Bloomberg’s recent proposal that aims to lure top engineering universities around the world to New York with a pledge of $100 million to be put towards a new campus (either on Governor’s Island, Roosevelt Island, or the Brooklyn Navy Yard) has universities across the country scrambling to send in their applications. Big names that have expressed interest include Stanford, Cornell, and NYU, so it probably doesn’t come as a surprise that today, PrezBo has officially thrown Columbia’s hat into the ring. That being said, with the proposals due tomorrow, our administrators certainly didn’t leave much margin for error.
Some major points touched on within the proposal (PDF):
- Columbia will build or renovate another 3 buildings on the Manhattanville Campus, adding 1.1 million additional square feet, which will make up the new “Institute of Data Sciences and Engineering.”
- The Institute will consist of five specialized interdisciplinary research centers: U.S. and New Media Center, Smart Cities Center, Health Analytics Center, Cybersecurity Center, and Financial Analytics Center.
- Since Columbia already has the necessary building permits, the project is “more than shovel ready”—a boon for Columbia, given Bloomberg’s goal of having the campus open by 2015.
- Phase I of construction: By 2020, Columbia will have completed the construction of a 443,000 sq ft facility, housing 40 new faculty and 600 grad students.

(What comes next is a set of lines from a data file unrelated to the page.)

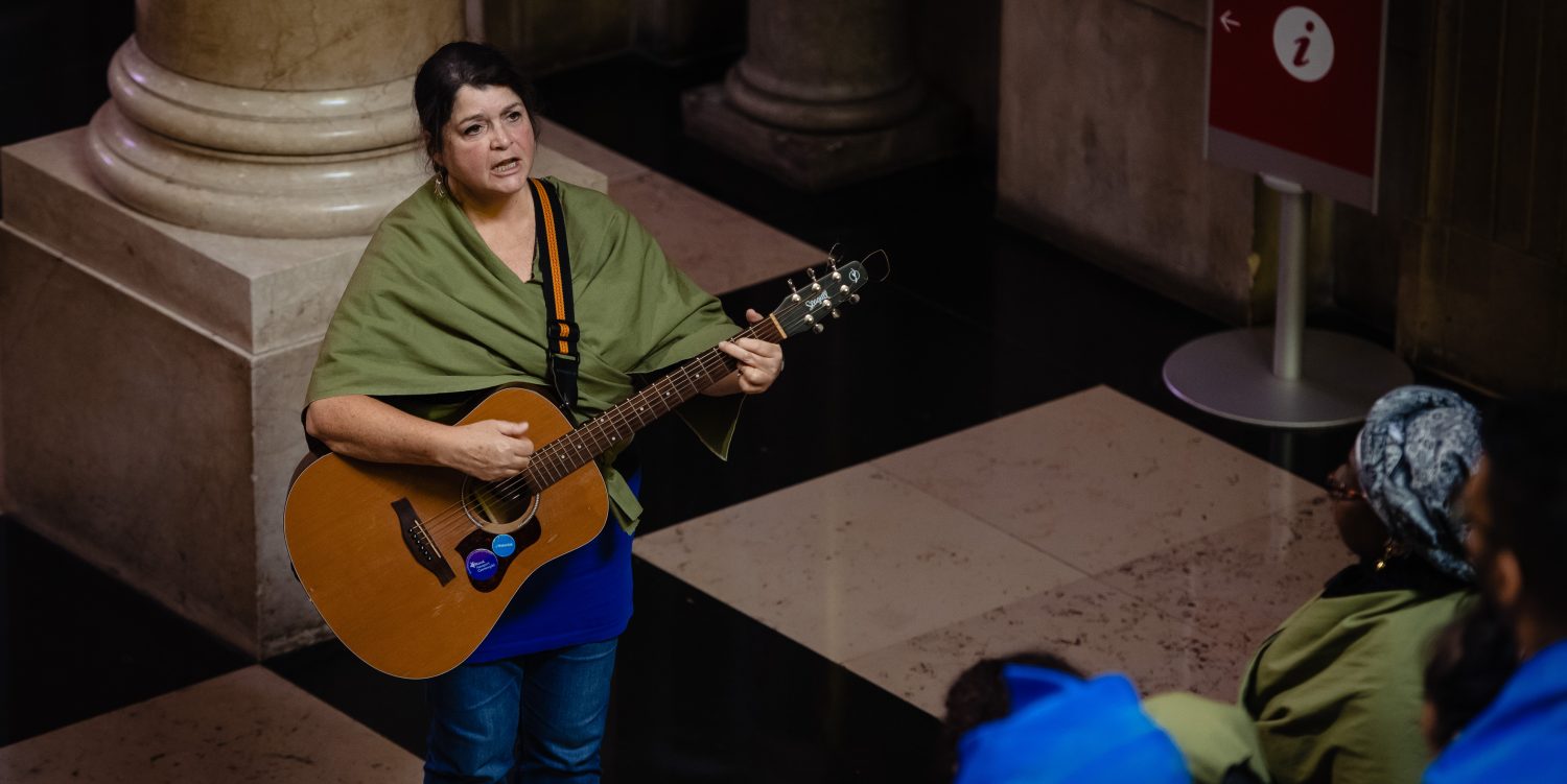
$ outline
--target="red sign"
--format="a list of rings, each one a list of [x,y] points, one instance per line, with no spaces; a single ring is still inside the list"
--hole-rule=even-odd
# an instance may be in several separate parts
[[[1376,211],[1385,20],[1385,0],[1213,0],[1208,158]]]

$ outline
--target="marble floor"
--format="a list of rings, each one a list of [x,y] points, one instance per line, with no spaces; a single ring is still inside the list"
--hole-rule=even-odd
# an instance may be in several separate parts
[[[834,243],[885,250],[893,274],[787,344],[727,463],[679,426],[639,437],[606,779],[942,781],[946,684],[1025,648],[1230,695],[1346,559],[1318,482],[1352,429],[1175,401],[1163,358],[1222,324],[997,224],[983,156],[805,197],[685,141],[679,92],[722,66],[542,80],[544,142],[606,172],[733,315]],[[332,642],[246,660],[3,516],[0,570],[0,781],[418,775],[418,682]]]

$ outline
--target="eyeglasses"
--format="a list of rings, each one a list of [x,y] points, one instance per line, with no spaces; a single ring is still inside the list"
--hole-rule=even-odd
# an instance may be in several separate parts
[[[1366,494],[1360,491],[1359,487],[1349,487],[1341,479],[1338,479],[1338,471],[1327,474],[1327,498],[1334,501],[1360,501]]]

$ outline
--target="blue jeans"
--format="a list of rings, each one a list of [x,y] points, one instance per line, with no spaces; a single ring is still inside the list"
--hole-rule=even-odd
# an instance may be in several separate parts
[[[464,664],[429,681],[425,782],[599,781],[614,643]]]

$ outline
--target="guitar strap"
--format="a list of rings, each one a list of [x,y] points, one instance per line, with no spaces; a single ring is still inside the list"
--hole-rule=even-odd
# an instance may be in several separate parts
[[[561,399],[561,410],[577,405],[577,340],[581,333],[572,319],[572,264],[566,250],[566,213],[555,186],[537,178],[528,178],[536,199],[533,200],[534,233],[544,238],[544,305],[548,311],[545,324],[545,377]]]

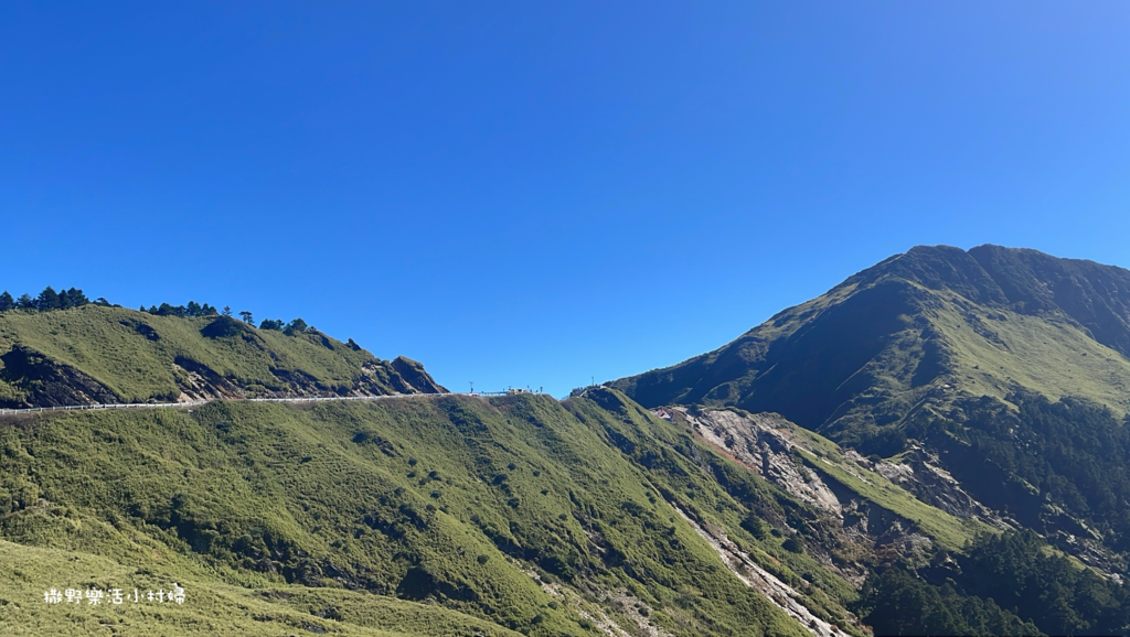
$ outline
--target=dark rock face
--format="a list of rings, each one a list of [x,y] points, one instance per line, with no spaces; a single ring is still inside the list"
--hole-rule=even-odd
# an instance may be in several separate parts
[[[392,383],[401,392],[423,392],[425,394],[445,394],[447,390],[435,382],[424,366],[419,363],[398,356],[392,361],[392,369],[397,376],[392,377]]]
[[[992,324],[1008,312],[1074,325],[1130,354],[1130,271],[993,245],[918,246],[715,351],[611,386],[649,407],[775,411],[822,431],[835,431],[837,419],[862,407],[869,426],[881,427],[913,402],[893,400],[884,383],[949,382],[941,381],[953,372],[939,324],[946,311],[962,312],[963,329],[1002,351],[1009,344]],[[906,360],[892,363],[899,356]]]
[[[20,389],[19,401],[3,401],[0,407],[66,407],[121,402],[105,385],[81,372],[20,346],[0,356],[0,379]]]

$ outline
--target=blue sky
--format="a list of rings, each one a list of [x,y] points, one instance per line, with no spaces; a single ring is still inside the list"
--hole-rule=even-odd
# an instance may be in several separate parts
[[[1130,267],[1125,2],[5,2],[0,288],[453,390],[714,349],[915,244]]]

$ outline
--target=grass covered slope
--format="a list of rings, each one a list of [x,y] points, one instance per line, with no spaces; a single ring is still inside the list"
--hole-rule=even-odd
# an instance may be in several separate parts
[[[90,553],[0,540],[0,634],[3,635],[250,635],[325,634],[356,637],[516,636],[489,621],[435,605],[336,588],[276,586],[251,591],[169,565],[123,566]],[[140,595],[181,585],[186,601],[138,603],[111,597],[97,605],[47,604],[55,588],[97,588]]]
[[[918,410],[1018,387],[1125,413],[1130,272],[1035,251],[915,247],[738,340],[612,383],[646,405],[779,412],[868,446]],[[881,443],[875,451],[880,453]]]
[[[318,331],[85,305],[0,313],[0,407],[443,392],[419,366]]]
[[[728,570],[681,511],[802,591],[817,617],[854,630],[845,582],[741,526],[800,505],[608,390],[565,404],[449,396],[52,415],[5,420],[0,450],[3,550],[97,556],[133,578],[183,579],[223,609],[220,627],[242,630],[246,616],[305,621],[328,607],[362,617],[347,610],[373,601],[436,604],[529,635],[607,622],[631,634],[805,634]],[[46,579],[27,577],[0,596],[38,608]],[[260,610],[267,603],[281,610]],[[193,608],[184,612],[202,612]],[[195,619],[159,621],[176,634]],[[355,634],[398,629],[334,621]]]

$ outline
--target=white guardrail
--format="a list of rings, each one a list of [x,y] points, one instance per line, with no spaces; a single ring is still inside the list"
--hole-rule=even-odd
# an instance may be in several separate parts
[[[32,407],[27,409],[0,409],[0,416],[7,416],[10,413],[32,413],[36,411],[84,411],[90,409],[156,409],[160,407],[193,407],[198,404],[208,404],[217,400],[232,400],[238,402],[323,402],[323,401],[334,401],[334,400],[381,400],[390,398],[417,398],[417,396],[504,396],[506,392],[473,392],[473,393],[459,393],[450,392],[445,394],[382,394],[382,395],[366,395],[366,396],[310,396],[310,398],[293,398],[293,399],[212,399],[212,400],[190,400],[184,402],[132,402],[132,403],[113,403],[113,404],[73,404],[67,407]]]

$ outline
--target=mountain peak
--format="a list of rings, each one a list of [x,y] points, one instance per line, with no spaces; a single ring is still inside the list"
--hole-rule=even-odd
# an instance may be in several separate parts
[[[715,351],[614,386],[647,407],[776,411],[851,442],[904,422],[925,394],[1003,400],[1028,389],[1124,412],[1127,355],[1130,271],[1035,250],[920,245]]]

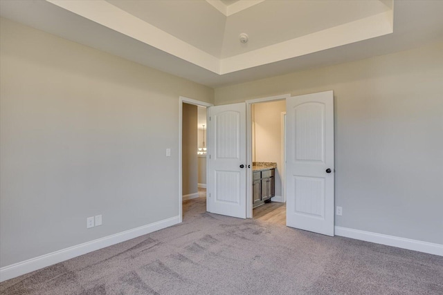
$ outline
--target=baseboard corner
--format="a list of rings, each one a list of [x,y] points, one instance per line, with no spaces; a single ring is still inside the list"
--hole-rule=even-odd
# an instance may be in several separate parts
[[[335,234],[345,238],[443,256],[443,245],[440,244],[342,227],[335,227]]]
[[[180,223],[180,216],[128,229],[0,268],[0,282]]]

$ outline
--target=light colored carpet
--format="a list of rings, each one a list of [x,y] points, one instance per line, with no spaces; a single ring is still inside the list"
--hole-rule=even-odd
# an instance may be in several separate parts
[[[3,282],[1,294],[443,294],[443,257],[202,212]]]

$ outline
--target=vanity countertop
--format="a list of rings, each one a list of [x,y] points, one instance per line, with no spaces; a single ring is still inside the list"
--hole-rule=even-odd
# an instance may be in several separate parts
[[[252,171],[254,172],[275,169],[275,168],[277,168],[277,163],[273,162],[253,162],[252,163]]]

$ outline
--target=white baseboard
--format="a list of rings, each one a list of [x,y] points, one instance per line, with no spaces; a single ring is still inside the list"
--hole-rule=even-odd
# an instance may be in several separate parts
[[[188,195],[183,195],[181,197],[182,201],[186,201],[186,200],[195,199],[196,198],[199,198],[199,193],[190,193]]]
[[[206,189],[206,183],[198,183],[197,184],[197,187],[199,187],[199,188],[201,188],[201,189]]]
[[[180,223],[180,216],[143,225],[0,268],[0,282]]]
[[[283,197],[281,196],[274,196],[271,198],[271,200],[272,200],[272,202],[278,202],[280,203],[284,202],[283,202]]]
[[[440,244],[435,244],[433,242],[423,242],[417,240],[411,240],[405,238],[388,236],[341,227],[335,227],[335,234],[336,236],[354,238],[356,240],[387,245],[388,246],[397,247],[398,248],[407,249],[408,250],[418,251],[419,252],[443,256],[443,245]]]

By 2022, there will be a total of 72 new faculty and 1,080 new grad students.
- Phase II will be completed by 2032, and involves renovating a 220,000 sq ft building to house 20 more faculty and 300 grad students, and building a 520,000 sq ft building for another 75 faculty and 1,125 grad students.
Noticeably, the Columbia proposal contrasts from the others in that it only adds to the current Manhattanville expansion plans, rather than utilizing any of the sites Bloomberg has proposed. The administration seems to be hoping Bloomberg will be pleased at not having to donate city land to the expansion, but we’ll have to wait and see. And given Bloomberg’s recent statements on the institute, he may end up spreading the love to multiple universities anyways.